Miami Today debuts e-paper this week
Miami Today this week kicks off a new e-paper, offering the entire news and advertising content of Miami Today in electronic format on the Web. E-paper subscribers will receive Miami Today's valuable content long before the first reader of the in-print paper gets delivery.
"The e-paper is an exciting opportunity for both Miami Today readers and advertisers," said Beth Czeskleba, Miami Today's development director.
"Readers will benefit from Miami Today's unique content even earlier than ever on Wednesday mornings," she said. "Advertisers will automatically gain the added visibility in the e-paper at no additional charge. Furthermore, advertisers also will now have the opportunity to tap into their electronic promotion campaigns to enhance their visibility in front of our audience with our new electronic media options."
Miami Today will still offer a select few articles free on its Web site www.MiamiTodayNews.com but subscribers to the electronic edition of the weekly newspaper will view the pages of Miami Today just as they appear in print, and they can do much more with them:
View articles in text or newspaper view.
Enlarge the print of the article for easier reading.

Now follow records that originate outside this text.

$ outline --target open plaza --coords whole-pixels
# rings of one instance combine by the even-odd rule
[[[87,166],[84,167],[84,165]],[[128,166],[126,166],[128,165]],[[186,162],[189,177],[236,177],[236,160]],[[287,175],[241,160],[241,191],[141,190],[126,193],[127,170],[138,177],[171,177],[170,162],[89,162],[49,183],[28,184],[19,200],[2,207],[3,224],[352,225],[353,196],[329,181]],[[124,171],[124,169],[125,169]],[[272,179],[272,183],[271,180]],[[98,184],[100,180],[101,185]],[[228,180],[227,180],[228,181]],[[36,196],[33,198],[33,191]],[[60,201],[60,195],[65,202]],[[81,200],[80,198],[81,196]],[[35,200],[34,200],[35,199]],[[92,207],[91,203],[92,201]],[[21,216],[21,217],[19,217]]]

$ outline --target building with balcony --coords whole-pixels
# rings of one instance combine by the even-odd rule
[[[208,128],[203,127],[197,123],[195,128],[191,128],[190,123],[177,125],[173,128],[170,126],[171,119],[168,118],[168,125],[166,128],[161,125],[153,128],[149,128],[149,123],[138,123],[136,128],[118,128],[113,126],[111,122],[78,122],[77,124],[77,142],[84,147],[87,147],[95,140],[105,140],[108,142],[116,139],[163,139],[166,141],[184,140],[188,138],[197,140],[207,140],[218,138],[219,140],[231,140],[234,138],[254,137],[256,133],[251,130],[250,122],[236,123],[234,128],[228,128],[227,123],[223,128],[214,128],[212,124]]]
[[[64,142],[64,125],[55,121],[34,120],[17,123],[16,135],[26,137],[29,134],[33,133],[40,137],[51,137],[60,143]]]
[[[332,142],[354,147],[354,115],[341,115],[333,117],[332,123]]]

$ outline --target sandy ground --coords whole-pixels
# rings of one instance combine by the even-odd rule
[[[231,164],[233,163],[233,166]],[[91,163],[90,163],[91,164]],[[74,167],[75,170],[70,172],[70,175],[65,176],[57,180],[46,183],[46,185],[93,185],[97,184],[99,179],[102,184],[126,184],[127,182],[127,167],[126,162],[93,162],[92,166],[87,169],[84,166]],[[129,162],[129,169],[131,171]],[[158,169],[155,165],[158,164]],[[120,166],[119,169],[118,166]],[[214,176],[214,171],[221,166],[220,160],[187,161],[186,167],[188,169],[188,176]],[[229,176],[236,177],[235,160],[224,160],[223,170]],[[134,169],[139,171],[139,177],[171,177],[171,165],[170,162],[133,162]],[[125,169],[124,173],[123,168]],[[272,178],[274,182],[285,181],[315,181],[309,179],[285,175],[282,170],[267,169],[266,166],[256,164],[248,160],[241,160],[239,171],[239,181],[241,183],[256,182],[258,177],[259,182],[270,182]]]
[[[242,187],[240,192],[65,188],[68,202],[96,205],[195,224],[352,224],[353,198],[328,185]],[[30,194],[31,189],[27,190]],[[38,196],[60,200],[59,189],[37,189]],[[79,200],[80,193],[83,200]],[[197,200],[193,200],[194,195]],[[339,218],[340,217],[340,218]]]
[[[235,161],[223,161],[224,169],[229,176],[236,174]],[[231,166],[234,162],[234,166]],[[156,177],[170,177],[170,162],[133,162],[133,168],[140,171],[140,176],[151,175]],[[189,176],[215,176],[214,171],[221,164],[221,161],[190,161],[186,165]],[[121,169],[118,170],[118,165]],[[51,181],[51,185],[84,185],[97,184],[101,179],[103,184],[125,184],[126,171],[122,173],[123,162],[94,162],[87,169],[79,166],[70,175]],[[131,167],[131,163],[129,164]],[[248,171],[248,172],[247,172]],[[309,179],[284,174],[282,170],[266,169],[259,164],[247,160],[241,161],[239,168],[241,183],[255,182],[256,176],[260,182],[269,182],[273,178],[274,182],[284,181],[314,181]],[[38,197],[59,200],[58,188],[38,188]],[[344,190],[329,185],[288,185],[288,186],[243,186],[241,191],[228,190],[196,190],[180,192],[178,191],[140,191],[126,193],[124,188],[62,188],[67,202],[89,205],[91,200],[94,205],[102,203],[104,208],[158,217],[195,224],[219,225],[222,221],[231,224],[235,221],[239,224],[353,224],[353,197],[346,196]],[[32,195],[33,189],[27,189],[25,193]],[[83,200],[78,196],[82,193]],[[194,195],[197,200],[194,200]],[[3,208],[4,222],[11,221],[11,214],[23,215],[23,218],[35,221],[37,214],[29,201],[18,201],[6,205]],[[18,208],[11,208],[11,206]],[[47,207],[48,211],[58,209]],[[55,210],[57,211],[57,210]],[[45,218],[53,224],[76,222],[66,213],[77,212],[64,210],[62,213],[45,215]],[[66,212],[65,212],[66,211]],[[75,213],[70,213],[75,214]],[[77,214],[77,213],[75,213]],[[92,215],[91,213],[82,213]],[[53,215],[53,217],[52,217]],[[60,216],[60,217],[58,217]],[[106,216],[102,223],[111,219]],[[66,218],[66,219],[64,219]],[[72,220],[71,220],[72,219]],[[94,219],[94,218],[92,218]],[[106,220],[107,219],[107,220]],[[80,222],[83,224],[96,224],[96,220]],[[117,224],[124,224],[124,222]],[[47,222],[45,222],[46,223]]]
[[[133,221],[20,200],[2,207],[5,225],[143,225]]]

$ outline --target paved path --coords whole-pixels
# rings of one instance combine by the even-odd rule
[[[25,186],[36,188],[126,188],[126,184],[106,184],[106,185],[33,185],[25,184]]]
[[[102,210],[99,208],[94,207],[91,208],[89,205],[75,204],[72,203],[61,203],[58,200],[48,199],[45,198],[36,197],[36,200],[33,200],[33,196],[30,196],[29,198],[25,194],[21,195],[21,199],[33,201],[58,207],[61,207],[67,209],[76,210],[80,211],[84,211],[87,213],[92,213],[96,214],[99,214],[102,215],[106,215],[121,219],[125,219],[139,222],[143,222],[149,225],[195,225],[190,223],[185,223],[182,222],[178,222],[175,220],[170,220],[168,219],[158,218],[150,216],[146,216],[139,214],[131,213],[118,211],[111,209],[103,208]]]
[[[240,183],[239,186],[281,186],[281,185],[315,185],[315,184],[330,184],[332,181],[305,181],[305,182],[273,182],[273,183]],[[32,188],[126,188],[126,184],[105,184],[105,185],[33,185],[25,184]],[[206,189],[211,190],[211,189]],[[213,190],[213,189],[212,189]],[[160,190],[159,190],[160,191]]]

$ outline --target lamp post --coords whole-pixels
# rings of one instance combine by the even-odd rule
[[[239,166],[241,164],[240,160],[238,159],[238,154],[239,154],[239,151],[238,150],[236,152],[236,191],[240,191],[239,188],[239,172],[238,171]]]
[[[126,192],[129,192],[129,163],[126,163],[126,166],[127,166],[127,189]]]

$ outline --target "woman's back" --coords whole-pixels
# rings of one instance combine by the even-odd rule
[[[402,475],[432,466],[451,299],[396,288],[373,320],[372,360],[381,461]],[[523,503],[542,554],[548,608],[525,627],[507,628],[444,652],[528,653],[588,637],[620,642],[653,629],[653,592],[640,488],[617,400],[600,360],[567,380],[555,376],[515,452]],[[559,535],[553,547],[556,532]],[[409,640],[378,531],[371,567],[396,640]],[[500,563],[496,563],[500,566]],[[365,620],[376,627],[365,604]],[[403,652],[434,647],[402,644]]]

Print out copies of single articles or pages.
Share articles with colleagues via email.
Save articles into a personal electronic news clipping file.
Research up to seven weeks of back issues.

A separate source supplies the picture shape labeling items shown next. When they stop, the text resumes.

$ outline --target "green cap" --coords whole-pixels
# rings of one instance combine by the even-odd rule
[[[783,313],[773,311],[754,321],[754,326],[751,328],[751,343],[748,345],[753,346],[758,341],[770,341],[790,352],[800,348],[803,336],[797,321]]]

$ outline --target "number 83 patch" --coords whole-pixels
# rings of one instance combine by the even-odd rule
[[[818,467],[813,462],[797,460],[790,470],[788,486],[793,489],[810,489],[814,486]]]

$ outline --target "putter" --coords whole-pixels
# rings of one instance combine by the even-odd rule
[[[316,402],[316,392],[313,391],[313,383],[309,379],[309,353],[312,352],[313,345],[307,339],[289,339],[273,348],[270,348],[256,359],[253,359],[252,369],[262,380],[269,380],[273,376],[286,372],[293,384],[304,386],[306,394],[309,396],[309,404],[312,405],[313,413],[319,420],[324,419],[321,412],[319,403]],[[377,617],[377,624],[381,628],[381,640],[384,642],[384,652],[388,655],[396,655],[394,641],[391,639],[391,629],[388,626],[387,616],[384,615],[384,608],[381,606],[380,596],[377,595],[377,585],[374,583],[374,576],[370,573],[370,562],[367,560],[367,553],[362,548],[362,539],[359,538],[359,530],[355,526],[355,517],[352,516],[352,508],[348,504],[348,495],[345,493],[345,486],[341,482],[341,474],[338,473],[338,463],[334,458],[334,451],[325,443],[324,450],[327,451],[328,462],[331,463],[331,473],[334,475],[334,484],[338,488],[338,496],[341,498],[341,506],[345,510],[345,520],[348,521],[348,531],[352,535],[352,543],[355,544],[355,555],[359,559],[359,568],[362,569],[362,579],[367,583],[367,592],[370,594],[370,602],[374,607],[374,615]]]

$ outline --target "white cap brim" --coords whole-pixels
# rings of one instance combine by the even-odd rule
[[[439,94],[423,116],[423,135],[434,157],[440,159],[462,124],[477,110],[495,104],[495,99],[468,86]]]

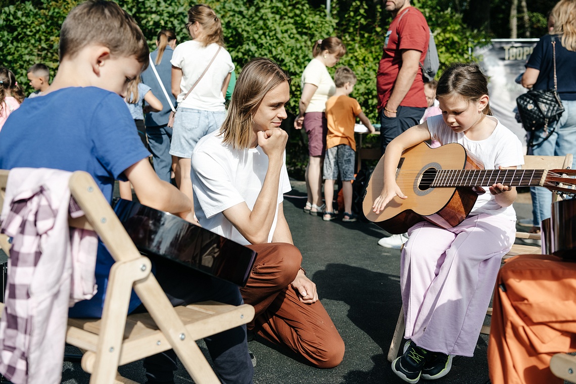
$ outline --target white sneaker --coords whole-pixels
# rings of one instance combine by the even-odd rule
[[[408,235],[406,233],[399,235],[392,235],[389,237],[382,237],[378,241],[378,245],[385,248],[400,249],[402,244],[408,241]]]

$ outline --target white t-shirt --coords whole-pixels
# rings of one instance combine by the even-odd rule
[[[210,67],[186,100],[183,101],[190,88],[204,72],[219,45],[213,43],[204,47],[203,43],[189,40],[178,44],[174,49],[170,62],[182,70],[180,89],[177,101],[180,107],[203,111],[225,111],[222,86],[228,74],[234,70],[232,58],[223,48],[220,50]]]
[[[222,212],[242,201],[251,210],[254,208],[268,170],[268,156],[259,146],[235,150],[222,143],[223,136],[219,133],[218,130],[200,139],[192,154],[195,213],[204,228],[241,244],[249,244]],[[291,189],[285,153],[278,204],[283,201],[283,194]],[[272,241],[278,216],[276,205],[268,242]]]
[[[312,95],[310,104],[306,108],[305,113],[323,112],[326,111],[326,102],[336,92],[336,85],[328,70],[322,62],[317,59],[312,59],[304,69],[302,74],[300,85],[304,89],[304,84],[312,84],[318,87]]]
[[[430,136],[441,144],[458,143],[466,149],[467,152],[479,160],[485,169],[498,169],[498,167],[510,167],[524,164],[522,143],[507,128],[501,124],[493,116],[486,116],[497,123],[490,137],[479,141],[470,140],[464,133],[456,133],[444,123],[441,115],[428,117],[428,130]],[[482,185],[486,193],[478,196],[470,215],[481,213],[490,215],[504,215],[511,220],[516,219],[516,212],[512,206],[501,207],[496,202],[494,195],[490,193],[488,185]]]

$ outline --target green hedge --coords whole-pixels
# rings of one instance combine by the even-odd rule
[[[12,70],[25,85],[27,69],[44,63],[52,70],[58,67],[60,26],[66,15],[78,3],[77,0],[34,0],[18,2],[0,9],[0,65]],[[185,0],[119,0],[134,16],[153,49],[158,31],[173,29],[179,41],[188,39],[184,30],[186,12],[190,3]],[[330,17],[323,7],[314,7],[300,0],[209,1],[222,20],[227,49],[239,73],[250,59],[271,58],[286,69],[293,78],[288,110],[297,113],[300,77],[312,58],[314,41],[330,36],[340,37],[348,52],[339,65],[347,65],[358,77],[352,95],[364,112],[376,123],[376,74],[382,55],[384,35],[391,21],[390,14],[381,2],[365,0],[332,0]],[[435,0],[415,0],[412,3],[426,17],[435,36],[442,67],[455,61],[472,59],[469,50],[484,34],[467,29],[462,16],[445,9]],[[335,69],[330,69],[334,73]],[[291,173],[301,177],[307,161],[302,133],[291,129],[291,119],[285,124],[290,134],[287,147]]]

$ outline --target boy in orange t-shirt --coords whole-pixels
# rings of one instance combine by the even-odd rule
[[[326,102],[326,119],[328,135],[326,136],[326,157],[324,162],[324,200],[326,210],[323,219],[330,221],[336,218],[332,208],[334,184],[339,172],[342,180],[344,195],[344,217],[342,221],[356,221],[352,212],[352,183],[354,180],[354,157],[356,141],[354,124],[357,116],[368,128],[374,132],[374,127],[366,117],[356,99],[348,96],[354,89],[356,75],[348,67],[340,67],[334,74],[336,92]]]

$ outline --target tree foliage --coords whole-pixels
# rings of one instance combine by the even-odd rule
[[[540,0],[544,1],[544,0]],[[12,69],[25,84],[27,69],[42,62],[58,67],[60,26],[79,0],[0,0],[0,65]],[[118,0],[139,24],[153,49],[162,28],[176,32],[179,41],[188,39],[184,29],[187,0]],[[433,32],[442,64],[474,59],[471,52],[487,35],[467,28],[464,14],[447,6],[448,0],[413,0]],[[297,113],[300,77],[312,58],[314,42],[330,36],[340,37],[347,54],[338,65],[347,65],[358,83],[352,95],[364,112],[377,122],[376,73],[390,13],[380,0],[332,0],[329,17],[324,2],[316,0],[208,0],[222,21],[225,41],[239,73],[256,56],[276,61],[292,77],[288,110]],[[465,10],[465,7],[463,7]],[[337,66],[338,66],[337,65]],[[333,73],[335,69],[329,69]],[[27,89],[27,91],[32,90]],[[291,120],[286,127],[289,130]],[[301,132],[291,131],[289,160],[291,168],[301,169],[307,158]]]

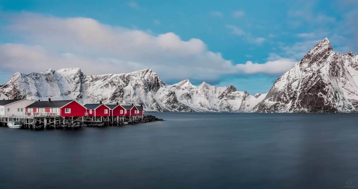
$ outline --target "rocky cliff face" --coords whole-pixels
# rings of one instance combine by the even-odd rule
[[[232,85],[217,88],[203,82],[196,86],[188,80],[169,85],[151,69],[91,76],[79,68],[49,69],[28,74],[18,73],[0,87],[0,91],[11,98],[142,104],[145,110],[158,111],[246,112],[265,96],[250,95]]]
[[[168,85],[152,69],[91,76],[79,68],[18,73],[0,91],[10,98],[142,104],[146,111],[356,113],[358,55],[335,53],[326,38],[268,93],[253,95],[232,85],[216,87],[203,82],[196,86],[187,80]]]
[[[274,84],[252,111],[351,113],[358,110],[358,55],[326,38]]]

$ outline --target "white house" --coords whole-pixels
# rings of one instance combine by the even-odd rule
[[[5,94],[0,92],[0,100],[9,100],[9,97],[5,95]]]
[[[0,100],[0,115],[24,115],[25,107],[33,103],[25,99]]]

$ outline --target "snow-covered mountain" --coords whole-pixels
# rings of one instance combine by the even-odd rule
[[[152,69],[87,76],[79,68],[15,73],[0,92],[10,98],[76,99],[83,104],[142,104],[146,111],[357,113],[358,55],[335,53],[326,38],[274,84],[268,93],[249,95],[232,85],[173,85]]]
[[[152,69],[87,76],[79,68],[17,73],[0,91],[11,98],[142,104],[145,111],[159,111],[247,112],[266,95],[250,95],[232,85],[217,88],[203,82],[196,86],[188,80],[170,85]]]
[[[358,55],[333,51],[326,38],[274,84],[252,110],[355,113],[358,110]]]

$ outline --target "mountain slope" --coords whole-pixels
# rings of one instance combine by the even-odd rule
[[[252,111],[351,113],[358,109],[358,56],[326,38],[274,84]]]
[[[83,104],[142,104],[147,111],[249,111],[265,95],[250,95],[232,85],[217,88],[189,80],[169,85],[152,69],[128,74],[87,76],[79,68],[49,69],[40,73],[15,73],[0,91],[11,98],[75,99]]]

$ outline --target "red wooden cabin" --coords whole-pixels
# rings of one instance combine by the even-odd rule
[[[143,105],[136,106],[135,107],[137,108],[137,115],[143,115]]]
[[[72,117],[84,116],[86,108],[73,100],[37,101],[25,107],[26,115]]]
[[[111,109],[111,115],[112,116],[124,116],[125,109],[120,105],[118,103],[116,104],[106,104]]]
[[[86,108],[86,114],[91,117],[112,116],[112,110],[102,101],[100,104],[86,104],[84,105]]]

Click on hotlinks in articles, calendars and advertisements to view Web sites and send email.
Search the issue electronically for key words and phrases.

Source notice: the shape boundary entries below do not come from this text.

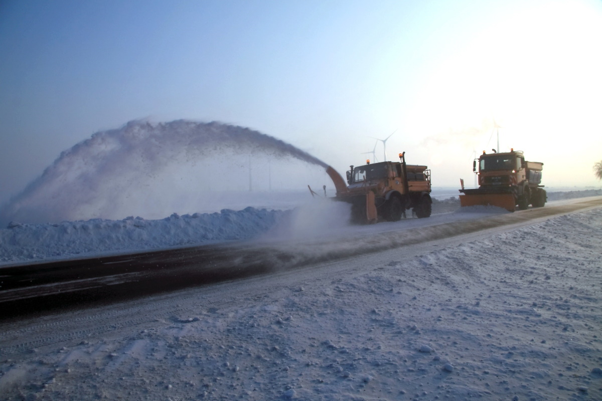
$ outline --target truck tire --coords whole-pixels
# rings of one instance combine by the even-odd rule
[[[518,209],[521,210],[526,210],[529,207],[530,203],[529,189],[529,187],[526,186],[523,190],[523,195],[518,196]]]
[[[545,190],[539,188],[536,189],[535,194],[533,195],[533,207],[543,207],[544,205],[545,204]]]
[[[414,207],[414,212],[416,213],[416,217],[422,219],[425,217],[429,217],[432,210],[430,200],[426,196],[420,197],[418,201],[418,204]]]
[[[396,196],[393,196],[385,205],[385,219],[388,221],[399,221],[403,213],[402,201]]]

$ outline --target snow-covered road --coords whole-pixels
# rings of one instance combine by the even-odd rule
[[[601,254],[597,207],[5,321],[0,393],[7,400],[601,399]]]

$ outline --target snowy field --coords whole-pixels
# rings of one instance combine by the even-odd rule
[[[0,394],[5,400],[600,400],[601,255],[597,208],[5,321]]]
[[[224,197],[224,202],[226,199],[237,202],[226,202],[228,209],[219,212],[173,213],[156,220],[130,216],[122,220],[93,219],[45,224],[11,222],[0,229],[0,266],[270,237],[297,240],[344,234],[348,230],[350,211],[347,204],[323,202],[323,199],[312,199],[305,192],[253,195],[253,198],[248,195],[246,198]],[[565,191],[550,192],[548,198],[553,204],[562,200],[601,195],[602,189]],[[240,204],[243,198],[252,206]],[[495,207],[463,211],[459,210],[457,197],[435,198],[433,201],[433,216],[429,219],[412,219],[409,212],[408,218],[402,222],[382,223],[359,230],[407,229],[507,213]]]

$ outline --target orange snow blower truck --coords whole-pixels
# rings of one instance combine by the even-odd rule
[[[479,188],[465,189],[461,180],[461,206],[491,205],[514,212],[517,206],[523,210],[529,204],[541,207],[547,200],[541,185],[543,163],[527,162],[522,152],[510,149],[509,152],[486,154],[483,151],[473,162],[473,171],[479,177]],[[477,164],[479,169],[477,170]]]
[[[371,164],[368,160],[365,165],[350,166],[347,185],[334,168],[326,168],[337,189],[334,199],[351,204],[352,222],[397,221],[410,209],[418,218],[430,216],[430,170],[406,164],[405,152],[399,158],[400,162]]]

Listen to articles read aloud.
Receive the e-paper on a mobile phone.
Receive the e-paper as a podcast or RSS feed.
Advertisements in the print edition will appear in the e-paper at no added cost. Enhancements to those ads will also be made available.
"A major benefit of the e-edition," said Publisher Michael Lewis, "will be enjoyed by readers who depend on the postal service for newspaper delivery, which might take days — even longer outside of South Florida. Now they'll be able to see the entire paper Wednesday morning wherever they are and whenever they want."
Others likely to become e-edition subscribers, Mr. Lewis said, are part-time Miamians and frequent travelers who want to keep up with the news in a timely way when they're elsewhere.
The electronic edition should also attract persons who reside abroad but who have a strong interest in Miami's economic climate, he said. About 10% of persons who regularly view select articles from the paper at www.miamitodaynews.com reside abroad, according to Web site tracking statistics.